Indonesian Child Protection Commission commissioner, Sitti Hikmawatty, made the comments saying that women should exercise caution when bathing in the same pool as men or risk getting pregnant.
The woman who works for the National Commission for the Protection of Indonesian Children (KPAI) told local media: “There is an especially strong type of male sperm that may cause […] pregnancy in a swimming pool.
“Even without penetration, men may become sexually excited [by women in the pool] and ejaculate, therefore causing a pregnancy.”
In a further twist, she said that this was most likely to affect women who were currently sexually active.
She warned male swimmers could even ejaculate at the mere sight of a woman in the pool.
She told local media: “If women are in a phase where they are sexually active, pregnancy may occur.
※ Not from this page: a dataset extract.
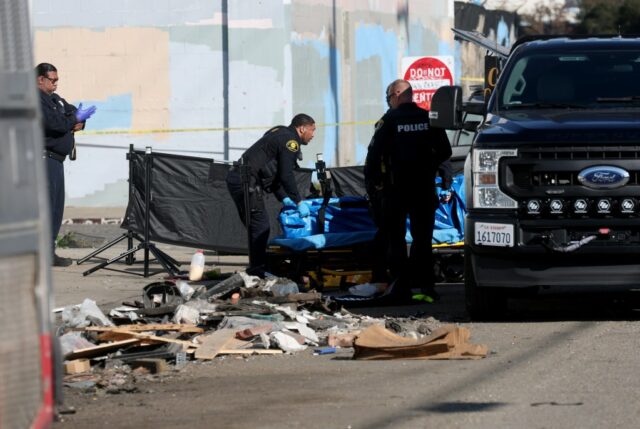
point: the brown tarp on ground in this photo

No one knows for sure how men react to the sight of women in a swimming pool.”
Her comments were met with ridicule online and many were quick to criticise her statements, and she was also referred to a KPAI ethics committee which has now come to the conclusion that she is no longer fit to serve as a KPAI commissioner.
They concluded that she had exposed the role of commissioner, the KPAI that she worked for and the country to “condemnation and ridicule”. This is there were also shocked that she had not admitted her mistake despite the widespread condemnation.
She was given until yesterday to resign from the post and if not, was told there would be writing to President Joko Widodo to give her a dishonourable discharge.
In a statement after she failed to do so, KPAI Chairman Susanto said: “KPAI did not receive a resignation letter [from Sitti]. So, based on the result of the hearing, KPAI has recommended to the president to remove her from her post.”
Indonesian Doctors Association (IDI) executive Nazar told local media it was “impossible” for women to get pregnant in a swimming pool.
He said: “The water in swimming pools […] contains chlorine and other chemicals. Sperm cannot survive in these conditions.”
The commissioner has since retracted the statements.
She said: “It was a personal statement and not from the KPAI.”